Charlie rolled his eyes, turning around so Johnny couldn’t see his smile as he headed for the entrance. “Since when have you been such a sweet talker?”
“Since I figured it might help me get laid,” Johnny replied, batting his eyelashes shamelessly. “Is it working?”
“Yes.” Charlie laughed when Johnny blushed—he could dish it out when it came to flirting, but being blatantly appreciated wasn’t quite comfortable for him yet.
Good. Charlie liked seeing him blush.
“Seriously, though,” Johnny said as they got out of the elevator on Charlie’s floor. “Why did you ask about the knacks? Just because a question is complicated doesn’t mean I don’t want to talk about it.”
“Oh.” Well, that was kind of a surprise. In retrospect it shouldn’t have been—Johnny hadn’t given any indication that he was only in this for the physical stuff, and he was actually a good resource when it came to knacks. He’d probably seen a lot more of them than Charlie had since he started working with the military researchers. “I was actually wondering why knacks like Ari’s came about.”
“The kid with the dependency issues,” Johnny said thoughtfully. “Yeah, that’s a good question. I assume that something went wrong with the expression of it, to make it turn on him so hard, but maybe it didn’t? What could be the reason for binding yourself to another person so strongly?”
“I don’t even know,” Charlie replied. He couldn’t quite keep the frustration out of his voice—he’d thought about this a lot. “Or, like, a physical knack that weakens you instead of strengthening you. Or a mental knack that makes you see things instead of other people.” Those were all things he’d run into over the years, and they’d given the people who manifested them hell. “They just don’t make sense.”
“A lot of traits in humanity don’t make sense,” Johnny agreed. “It’s evolution’s way of hedging its bets. Like how sickle cell trait gives you resistance to malaria, but sickle cell anemia can be deadly. Same with these knacks. Something goes wrong in the expression of them, and…” He shrugged.

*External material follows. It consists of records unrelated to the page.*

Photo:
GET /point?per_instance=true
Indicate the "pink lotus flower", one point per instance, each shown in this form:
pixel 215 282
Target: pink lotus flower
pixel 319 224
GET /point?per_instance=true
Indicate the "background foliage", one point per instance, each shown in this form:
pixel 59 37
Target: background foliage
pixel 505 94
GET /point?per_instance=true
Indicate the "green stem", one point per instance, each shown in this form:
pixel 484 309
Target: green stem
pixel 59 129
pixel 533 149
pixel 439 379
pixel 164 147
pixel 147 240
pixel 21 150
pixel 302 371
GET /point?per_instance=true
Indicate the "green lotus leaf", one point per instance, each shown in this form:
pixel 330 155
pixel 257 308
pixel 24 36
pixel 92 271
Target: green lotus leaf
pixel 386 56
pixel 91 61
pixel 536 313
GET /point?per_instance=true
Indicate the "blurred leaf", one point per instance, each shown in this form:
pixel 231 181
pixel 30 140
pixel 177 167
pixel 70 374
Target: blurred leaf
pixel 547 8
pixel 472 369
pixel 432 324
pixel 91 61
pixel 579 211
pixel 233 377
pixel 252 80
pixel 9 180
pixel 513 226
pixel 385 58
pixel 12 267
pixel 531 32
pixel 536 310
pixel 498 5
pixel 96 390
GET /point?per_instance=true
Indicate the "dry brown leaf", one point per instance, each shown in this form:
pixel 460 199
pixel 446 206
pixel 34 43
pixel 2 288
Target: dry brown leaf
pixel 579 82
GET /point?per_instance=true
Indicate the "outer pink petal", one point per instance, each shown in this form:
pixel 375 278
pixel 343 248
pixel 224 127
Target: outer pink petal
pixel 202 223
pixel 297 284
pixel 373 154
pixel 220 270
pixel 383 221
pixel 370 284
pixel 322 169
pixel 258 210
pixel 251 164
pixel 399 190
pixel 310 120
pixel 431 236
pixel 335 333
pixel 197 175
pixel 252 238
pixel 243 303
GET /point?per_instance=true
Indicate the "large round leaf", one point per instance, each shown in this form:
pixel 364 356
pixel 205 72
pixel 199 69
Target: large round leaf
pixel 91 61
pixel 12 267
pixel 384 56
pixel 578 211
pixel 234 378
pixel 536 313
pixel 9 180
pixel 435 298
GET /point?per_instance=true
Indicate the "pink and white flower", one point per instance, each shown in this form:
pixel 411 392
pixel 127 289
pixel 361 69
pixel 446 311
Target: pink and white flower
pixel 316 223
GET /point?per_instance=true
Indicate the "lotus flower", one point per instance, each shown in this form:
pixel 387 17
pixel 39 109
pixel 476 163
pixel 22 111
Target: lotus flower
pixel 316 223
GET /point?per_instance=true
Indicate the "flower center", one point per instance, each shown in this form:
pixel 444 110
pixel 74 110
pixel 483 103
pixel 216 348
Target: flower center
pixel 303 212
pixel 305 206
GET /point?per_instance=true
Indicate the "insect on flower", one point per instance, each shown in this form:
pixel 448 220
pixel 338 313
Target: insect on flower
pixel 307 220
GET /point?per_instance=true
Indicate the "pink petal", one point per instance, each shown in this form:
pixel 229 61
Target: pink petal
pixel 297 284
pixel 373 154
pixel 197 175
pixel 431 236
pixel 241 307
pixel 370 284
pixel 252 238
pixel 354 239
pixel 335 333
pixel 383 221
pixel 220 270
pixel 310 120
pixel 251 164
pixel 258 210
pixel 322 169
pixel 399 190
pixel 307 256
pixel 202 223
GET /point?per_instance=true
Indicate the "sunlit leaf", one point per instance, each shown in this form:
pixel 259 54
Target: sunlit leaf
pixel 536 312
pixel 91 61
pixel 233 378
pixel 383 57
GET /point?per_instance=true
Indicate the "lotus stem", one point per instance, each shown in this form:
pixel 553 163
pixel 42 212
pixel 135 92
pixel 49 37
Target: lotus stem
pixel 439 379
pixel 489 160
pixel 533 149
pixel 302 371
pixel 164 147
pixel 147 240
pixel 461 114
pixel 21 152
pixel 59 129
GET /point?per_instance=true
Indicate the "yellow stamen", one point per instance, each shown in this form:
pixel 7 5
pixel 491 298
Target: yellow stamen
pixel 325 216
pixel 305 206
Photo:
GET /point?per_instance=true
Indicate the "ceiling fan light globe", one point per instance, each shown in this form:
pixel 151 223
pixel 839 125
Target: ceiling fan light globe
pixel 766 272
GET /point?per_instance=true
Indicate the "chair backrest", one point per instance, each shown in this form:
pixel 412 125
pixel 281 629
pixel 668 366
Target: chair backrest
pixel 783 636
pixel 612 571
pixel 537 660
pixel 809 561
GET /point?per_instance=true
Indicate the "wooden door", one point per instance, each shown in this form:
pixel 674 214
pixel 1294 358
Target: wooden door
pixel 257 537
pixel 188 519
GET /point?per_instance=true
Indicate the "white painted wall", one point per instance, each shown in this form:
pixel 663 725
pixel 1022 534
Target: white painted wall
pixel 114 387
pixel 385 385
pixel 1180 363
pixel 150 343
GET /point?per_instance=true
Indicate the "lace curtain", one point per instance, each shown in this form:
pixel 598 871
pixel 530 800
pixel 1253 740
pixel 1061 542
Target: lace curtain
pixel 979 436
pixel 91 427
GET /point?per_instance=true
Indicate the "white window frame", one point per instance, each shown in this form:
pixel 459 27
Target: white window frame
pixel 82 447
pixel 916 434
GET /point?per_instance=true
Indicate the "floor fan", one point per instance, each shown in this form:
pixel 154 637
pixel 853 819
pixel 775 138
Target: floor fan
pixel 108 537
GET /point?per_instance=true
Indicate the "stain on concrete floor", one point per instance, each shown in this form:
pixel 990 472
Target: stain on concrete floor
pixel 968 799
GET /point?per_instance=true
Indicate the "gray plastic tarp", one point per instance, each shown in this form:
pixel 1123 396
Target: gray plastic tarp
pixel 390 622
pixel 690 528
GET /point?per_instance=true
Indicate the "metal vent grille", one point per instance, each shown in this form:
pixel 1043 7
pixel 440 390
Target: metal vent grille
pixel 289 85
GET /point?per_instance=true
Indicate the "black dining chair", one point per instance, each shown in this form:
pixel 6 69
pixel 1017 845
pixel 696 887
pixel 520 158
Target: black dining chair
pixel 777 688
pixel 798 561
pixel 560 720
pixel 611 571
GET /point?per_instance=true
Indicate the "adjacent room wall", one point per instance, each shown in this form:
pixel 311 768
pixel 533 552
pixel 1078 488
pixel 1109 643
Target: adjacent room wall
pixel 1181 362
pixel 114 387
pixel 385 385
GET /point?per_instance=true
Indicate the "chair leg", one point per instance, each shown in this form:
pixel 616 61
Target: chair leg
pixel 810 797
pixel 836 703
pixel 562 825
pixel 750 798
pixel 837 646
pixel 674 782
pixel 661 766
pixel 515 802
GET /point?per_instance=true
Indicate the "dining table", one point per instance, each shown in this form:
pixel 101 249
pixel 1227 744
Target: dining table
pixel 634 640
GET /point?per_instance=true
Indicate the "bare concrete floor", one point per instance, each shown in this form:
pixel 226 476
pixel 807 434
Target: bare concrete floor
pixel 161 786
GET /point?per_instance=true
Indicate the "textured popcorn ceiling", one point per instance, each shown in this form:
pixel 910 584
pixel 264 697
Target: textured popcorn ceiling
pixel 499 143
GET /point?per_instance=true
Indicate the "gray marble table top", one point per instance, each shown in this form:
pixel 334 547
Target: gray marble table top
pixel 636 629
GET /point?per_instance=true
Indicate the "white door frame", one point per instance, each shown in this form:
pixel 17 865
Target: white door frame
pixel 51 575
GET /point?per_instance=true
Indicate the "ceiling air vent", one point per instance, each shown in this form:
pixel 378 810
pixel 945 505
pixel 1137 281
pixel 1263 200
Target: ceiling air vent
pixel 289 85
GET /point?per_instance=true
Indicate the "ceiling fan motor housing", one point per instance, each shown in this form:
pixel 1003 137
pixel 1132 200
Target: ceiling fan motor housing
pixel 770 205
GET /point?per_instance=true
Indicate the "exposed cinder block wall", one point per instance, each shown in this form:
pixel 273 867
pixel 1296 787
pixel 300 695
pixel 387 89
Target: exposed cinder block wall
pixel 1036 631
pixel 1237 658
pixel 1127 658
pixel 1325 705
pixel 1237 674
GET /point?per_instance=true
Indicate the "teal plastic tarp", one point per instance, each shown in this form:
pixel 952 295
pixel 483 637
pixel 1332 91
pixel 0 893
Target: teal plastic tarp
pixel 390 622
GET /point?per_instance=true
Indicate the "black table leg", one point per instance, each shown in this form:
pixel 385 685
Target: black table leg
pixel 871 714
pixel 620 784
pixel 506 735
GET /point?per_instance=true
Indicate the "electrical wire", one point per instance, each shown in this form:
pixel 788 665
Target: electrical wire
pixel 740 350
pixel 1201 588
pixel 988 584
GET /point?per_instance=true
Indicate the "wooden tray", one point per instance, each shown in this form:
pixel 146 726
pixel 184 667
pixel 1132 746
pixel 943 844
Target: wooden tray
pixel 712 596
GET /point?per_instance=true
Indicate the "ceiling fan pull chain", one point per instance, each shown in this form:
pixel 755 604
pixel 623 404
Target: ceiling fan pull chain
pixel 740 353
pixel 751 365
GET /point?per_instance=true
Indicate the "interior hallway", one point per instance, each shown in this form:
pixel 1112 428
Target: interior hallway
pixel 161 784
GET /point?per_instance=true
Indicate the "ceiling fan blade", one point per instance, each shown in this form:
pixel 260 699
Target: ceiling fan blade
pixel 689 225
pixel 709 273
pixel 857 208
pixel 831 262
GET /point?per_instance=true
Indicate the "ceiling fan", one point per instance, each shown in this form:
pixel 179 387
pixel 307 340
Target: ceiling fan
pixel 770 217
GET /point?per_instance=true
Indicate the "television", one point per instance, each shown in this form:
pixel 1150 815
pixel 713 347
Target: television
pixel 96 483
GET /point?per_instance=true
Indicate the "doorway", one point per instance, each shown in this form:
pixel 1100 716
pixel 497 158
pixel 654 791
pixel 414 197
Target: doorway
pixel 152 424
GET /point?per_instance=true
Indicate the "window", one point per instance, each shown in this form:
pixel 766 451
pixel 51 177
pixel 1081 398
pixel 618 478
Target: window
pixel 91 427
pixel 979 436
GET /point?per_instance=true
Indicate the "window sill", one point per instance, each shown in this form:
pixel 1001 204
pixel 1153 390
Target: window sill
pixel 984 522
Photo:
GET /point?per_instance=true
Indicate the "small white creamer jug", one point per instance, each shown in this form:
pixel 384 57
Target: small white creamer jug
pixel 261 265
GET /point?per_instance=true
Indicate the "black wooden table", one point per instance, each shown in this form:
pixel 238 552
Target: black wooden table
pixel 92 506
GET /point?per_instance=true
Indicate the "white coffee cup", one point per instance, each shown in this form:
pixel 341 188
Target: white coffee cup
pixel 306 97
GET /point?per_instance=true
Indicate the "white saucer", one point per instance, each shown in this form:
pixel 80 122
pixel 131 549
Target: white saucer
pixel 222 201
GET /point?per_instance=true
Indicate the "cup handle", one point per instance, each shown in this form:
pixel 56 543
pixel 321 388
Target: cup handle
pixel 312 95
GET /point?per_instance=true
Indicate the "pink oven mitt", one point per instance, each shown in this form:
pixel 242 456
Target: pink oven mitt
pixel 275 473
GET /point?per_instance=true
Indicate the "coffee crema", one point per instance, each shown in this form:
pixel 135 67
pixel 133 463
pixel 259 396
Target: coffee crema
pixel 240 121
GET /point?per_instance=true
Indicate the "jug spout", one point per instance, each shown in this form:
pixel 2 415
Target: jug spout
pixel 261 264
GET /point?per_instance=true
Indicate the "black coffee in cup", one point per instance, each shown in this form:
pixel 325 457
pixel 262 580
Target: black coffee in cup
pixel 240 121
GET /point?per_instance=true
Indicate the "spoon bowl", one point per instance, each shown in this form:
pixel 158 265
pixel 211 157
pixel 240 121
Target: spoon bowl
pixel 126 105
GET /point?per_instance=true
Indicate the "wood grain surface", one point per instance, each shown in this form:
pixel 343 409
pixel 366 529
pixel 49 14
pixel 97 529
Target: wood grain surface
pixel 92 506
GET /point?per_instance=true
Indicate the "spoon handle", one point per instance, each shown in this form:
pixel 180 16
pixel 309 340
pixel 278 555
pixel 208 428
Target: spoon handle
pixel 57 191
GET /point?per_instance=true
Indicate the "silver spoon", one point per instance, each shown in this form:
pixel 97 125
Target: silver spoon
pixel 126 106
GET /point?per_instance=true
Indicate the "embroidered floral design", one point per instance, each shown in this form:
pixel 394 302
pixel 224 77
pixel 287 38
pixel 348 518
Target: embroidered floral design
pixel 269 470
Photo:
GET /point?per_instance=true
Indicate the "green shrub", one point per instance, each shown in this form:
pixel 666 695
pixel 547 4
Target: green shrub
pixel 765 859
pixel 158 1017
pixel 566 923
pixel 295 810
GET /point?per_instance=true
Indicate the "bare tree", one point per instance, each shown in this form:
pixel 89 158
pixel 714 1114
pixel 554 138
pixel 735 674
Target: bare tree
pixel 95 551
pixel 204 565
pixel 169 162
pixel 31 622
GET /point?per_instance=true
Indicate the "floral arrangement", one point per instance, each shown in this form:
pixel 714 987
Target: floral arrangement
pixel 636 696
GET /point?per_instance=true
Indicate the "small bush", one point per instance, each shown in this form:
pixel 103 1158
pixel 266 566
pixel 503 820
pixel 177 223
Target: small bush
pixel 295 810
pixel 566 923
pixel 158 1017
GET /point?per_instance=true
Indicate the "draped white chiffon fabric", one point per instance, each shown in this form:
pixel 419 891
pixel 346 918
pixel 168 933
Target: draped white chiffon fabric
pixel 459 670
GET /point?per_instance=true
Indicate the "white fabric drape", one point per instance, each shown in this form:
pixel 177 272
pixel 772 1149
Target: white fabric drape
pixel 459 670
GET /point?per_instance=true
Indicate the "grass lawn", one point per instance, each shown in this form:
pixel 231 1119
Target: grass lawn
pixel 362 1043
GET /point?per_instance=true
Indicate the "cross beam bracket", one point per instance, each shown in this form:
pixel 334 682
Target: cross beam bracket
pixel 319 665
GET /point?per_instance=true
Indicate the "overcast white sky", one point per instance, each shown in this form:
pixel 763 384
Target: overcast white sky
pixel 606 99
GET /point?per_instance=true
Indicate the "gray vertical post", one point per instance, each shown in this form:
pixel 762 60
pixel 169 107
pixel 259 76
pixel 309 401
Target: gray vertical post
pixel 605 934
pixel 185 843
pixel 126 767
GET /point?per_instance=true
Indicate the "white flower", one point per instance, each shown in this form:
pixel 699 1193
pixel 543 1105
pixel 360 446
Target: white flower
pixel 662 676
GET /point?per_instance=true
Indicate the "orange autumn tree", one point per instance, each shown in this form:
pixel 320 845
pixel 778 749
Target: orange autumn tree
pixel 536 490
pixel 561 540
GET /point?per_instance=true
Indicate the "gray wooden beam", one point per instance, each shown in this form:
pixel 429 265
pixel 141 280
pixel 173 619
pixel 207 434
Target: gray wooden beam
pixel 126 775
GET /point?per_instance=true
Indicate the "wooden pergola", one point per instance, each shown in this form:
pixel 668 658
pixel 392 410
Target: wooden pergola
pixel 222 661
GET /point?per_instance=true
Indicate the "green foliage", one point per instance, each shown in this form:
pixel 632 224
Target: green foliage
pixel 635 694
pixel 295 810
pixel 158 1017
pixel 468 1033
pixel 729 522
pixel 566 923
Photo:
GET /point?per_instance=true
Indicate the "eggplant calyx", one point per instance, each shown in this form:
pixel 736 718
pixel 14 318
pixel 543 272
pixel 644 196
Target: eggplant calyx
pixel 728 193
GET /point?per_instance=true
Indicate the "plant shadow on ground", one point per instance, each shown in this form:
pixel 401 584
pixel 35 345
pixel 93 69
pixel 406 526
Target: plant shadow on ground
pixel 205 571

“But knacks don’t have a clear, singular genetic component,” Charlie argued. “People with mental knacks can have a child with a physical one, people with no knacks can have a kid with an elemental ability. There isn’t a rhyme or reason to it.”
“Not that we know of, yet,” Johnny clarified. “Unless you’re religious, in which case…”
“Yeah. Not helpful.” Knacks had led plenty of unqualified people into positions of authority, and they’d also doomed a lot of otherwise normal people to hideous deaths at the hands of angry mobs. It varied from time to time and society to society, but when it came to knacks, the only thing that was certain was the uncertainty of them.
“I’ll keep looking into helping Ari,” Johnny said into the momentary silence. “In fact, I’ll do some of that tonight…if you don’t mind sharing your space for another evening.”
Did he mind not having to face his nightmares by himself for another night? “That would be great,” Charlie said. “Thanks.”
“It’s my pleasure.”
Charlie’s alarm began to go off—five minutes to Ari time. “I’ve got to…”
“Yeah, go,” Johnny said, already pulling out his laptop. “I’ll work in here, and maybe start some dinner too, if you don’t mind.”
Charlie didn’t mind in the slightest. “Anything you want.”
Johnny winked. “I’ll hold you to that.”